Sukuk africains : plus de 7 milliards de dollars levés
Les pays africains ont mobilisé plus de 7 milliards USD grâce aux émissions de sukuk souverains jusqu’en août 2026, mais quatre pays concentrent 96 % de l’encours total de ces titres de dette compatibles avec la charia islamique, selon une note de recherche publiée le 18 août 2026 par Fitch Ratings. Intitulée « Sukuk emerging as funding tool in Africa ; structural gaps persist », l’analyse relève que l’encours global des sukuk souverains émis en Afrique a progressé de 16 % entre août 2025 et août 2026. Malgré cette hausse, le continent représente moins de 1 % des sukuk en circulation dans le monde.
L’Égypte concentre 48 % de l’encours africain, devant le Nigeria (26 %), l’Afrique du Sud (15 %) et le Bénin (7 %).

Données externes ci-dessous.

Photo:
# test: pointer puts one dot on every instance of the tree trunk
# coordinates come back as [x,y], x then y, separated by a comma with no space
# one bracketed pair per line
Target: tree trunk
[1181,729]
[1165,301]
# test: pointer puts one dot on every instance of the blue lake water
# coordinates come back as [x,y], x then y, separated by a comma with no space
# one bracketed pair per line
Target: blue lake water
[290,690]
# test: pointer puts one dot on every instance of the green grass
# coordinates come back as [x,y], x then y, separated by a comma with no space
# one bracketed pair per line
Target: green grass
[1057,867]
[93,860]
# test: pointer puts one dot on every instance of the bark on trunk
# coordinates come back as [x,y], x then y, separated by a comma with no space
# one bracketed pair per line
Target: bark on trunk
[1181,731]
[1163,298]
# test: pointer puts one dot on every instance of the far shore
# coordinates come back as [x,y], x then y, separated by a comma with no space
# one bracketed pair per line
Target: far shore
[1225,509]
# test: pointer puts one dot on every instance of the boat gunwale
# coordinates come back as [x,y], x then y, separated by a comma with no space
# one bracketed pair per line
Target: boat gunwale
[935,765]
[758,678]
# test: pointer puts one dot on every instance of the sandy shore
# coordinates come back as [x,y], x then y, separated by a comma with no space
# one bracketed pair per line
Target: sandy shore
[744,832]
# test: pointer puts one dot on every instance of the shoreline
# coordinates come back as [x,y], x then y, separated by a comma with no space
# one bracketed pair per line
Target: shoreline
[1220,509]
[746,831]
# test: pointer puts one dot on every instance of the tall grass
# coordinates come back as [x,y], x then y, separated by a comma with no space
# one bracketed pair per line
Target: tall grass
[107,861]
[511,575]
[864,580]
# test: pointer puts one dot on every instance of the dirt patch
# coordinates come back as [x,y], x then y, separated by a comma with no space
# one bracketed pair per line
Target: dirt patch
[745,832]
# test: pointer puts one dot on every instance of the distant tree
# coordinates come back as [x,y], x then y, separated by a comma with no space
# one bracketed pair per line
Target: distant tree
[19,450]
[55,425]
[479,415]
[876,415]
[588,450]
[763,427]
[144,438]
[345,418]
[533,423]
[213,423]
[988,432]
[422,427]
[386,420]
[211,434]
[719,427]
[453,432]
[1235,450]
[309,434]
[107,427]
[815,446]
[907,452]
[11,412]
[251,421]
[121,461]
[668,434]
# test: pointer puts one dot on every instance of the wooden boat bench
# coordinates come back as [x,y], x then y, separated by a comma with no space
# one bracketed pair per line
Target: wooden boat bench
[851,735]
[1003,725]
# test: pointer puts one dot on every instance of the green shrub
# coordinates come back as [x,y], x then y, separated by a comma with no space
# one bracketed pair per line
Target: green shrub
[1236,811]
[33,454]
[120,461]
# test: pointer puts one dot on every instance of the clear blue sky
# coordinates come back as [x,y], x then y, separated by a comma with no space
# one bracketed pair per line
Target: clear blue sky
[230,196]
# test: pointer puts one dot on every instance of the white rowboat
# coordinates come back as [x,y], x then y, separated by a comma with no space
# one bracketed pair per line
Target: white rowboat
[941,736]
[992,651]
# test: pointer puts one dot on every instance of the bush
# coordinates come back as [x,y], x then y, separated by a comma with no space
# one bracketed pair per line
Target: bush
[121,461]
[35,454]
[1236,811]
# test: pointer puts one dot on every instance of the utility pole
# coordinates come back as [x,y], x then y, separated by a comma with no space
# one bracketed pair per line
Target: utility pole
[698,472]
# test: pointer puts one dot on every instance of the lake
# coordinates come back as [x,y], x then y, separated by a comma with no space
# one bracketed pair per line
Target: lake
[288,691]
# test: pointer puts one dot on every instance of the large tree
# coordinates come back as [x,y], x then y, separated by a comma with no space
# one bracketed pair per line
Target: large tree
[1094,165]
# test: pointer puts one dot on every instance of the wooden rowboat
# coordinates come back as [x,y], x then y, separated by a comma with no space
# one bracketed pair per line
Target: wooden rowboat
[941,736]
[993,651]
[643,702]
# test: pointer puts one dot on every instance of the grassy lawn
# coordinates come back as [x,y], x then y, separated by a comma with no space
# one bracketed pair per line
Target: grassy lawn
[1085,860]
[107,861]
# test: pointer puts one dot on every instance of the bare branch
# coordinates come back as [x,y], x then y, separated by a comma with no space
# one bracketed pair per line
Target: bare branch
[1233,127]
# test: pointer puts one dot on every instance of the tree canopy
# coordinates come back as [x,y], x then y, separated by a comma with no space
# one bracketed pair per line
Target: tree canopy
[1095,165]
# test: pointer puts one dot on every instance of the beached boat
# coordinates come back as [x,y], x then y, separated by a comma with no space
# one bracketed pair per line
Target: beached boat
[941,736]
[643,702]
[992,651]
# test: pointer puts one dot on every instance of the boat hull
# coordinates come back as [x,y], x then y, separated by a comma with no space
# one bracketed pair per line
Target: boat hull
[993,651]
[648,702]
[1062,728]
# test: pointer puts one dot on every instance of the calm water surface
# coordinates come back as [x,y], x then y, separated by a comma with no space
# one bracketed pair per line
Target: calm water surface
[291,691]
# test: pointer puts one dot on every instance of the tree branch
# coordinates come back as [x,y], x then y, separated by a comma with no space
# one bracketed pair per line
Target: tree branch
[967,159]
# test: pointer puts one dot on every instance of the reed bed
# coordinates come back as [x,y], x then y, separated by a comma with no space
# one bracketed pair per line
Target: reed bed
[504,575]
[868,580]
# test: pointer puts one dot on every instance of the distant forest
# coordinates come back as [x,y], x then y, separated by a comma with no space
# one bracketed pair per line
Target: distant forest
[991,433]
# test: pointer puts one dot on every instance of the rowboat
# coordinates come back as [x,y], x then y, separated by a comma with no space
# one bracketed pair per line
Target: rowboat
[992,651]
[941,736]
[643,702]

Premier émetteur africain, l’Égypte a lancé son premier sukuk souverain en dollars en 2023 et s’est depuis imposée comme un émetteur régulier et important de titres libellés en billet vert. Cette dynamique repose sur des réformes réglementaires et le renforcement des liens avec les pays du Conseil de coopération du Golfe (CCG), dont les institutions financières islamiques dominent les investissements en sukuk dans la région Afrique et Moyen-Orient. Depuis 2025, l’Égypte émet également des sukuk en monnaie locale, fortement demandés par les banques islamiques nationales, qui détiennent environ 5 % des actifs du système bancaire.
Au Nigeria, l’essor des obligations conformes à la charia est soutenu par les liquidités abondantes des banques, qui affichent une forte demande pour les titres d’État, y compris les sukuk.
L’Afrique du Sud a émis son premier sukuk en dollars en 2014, suscitant un vif intérêt, notamment auprès des investisseurs du Moyen-Orient. Le pays a également lancé un sukuk en monnaie locale en 2023 pour élargir sa base d’investisseurs aux fonds islamiques nationaux et aux banques islamiques. Son secteur de fonds d’investissement conformes à la charia est désormais le plus important du continent, avec plus de 6 milliards USD d’actifs sous gestion. Plus largement, le pays bénéficie de marchés de capitaux locaux développés et d’une importante industrie nationale de gestion d’actifs.
Le Bénin a fait son entrée sur le marché des sukuk en 2026 avec une émission de 500 millions USD. L’opération a suscité une forte demande, notamment auprès des investisseurs des pays du CCG, et a été sursouscrite plus de huit fois.
À l’échelle continentale, les nouvelles émissions ont fortement diminué en 2026. Environ 1 milliard USD de sukuk ont été émis depuis le début de l’année, principalement par le Bénin et l’Égypte, contre 3,3 milliards USD sur l’ensemble de 2025. Fitch Ratings estime que les émissions de ces titres devraient rester sporadiques à moyen terme.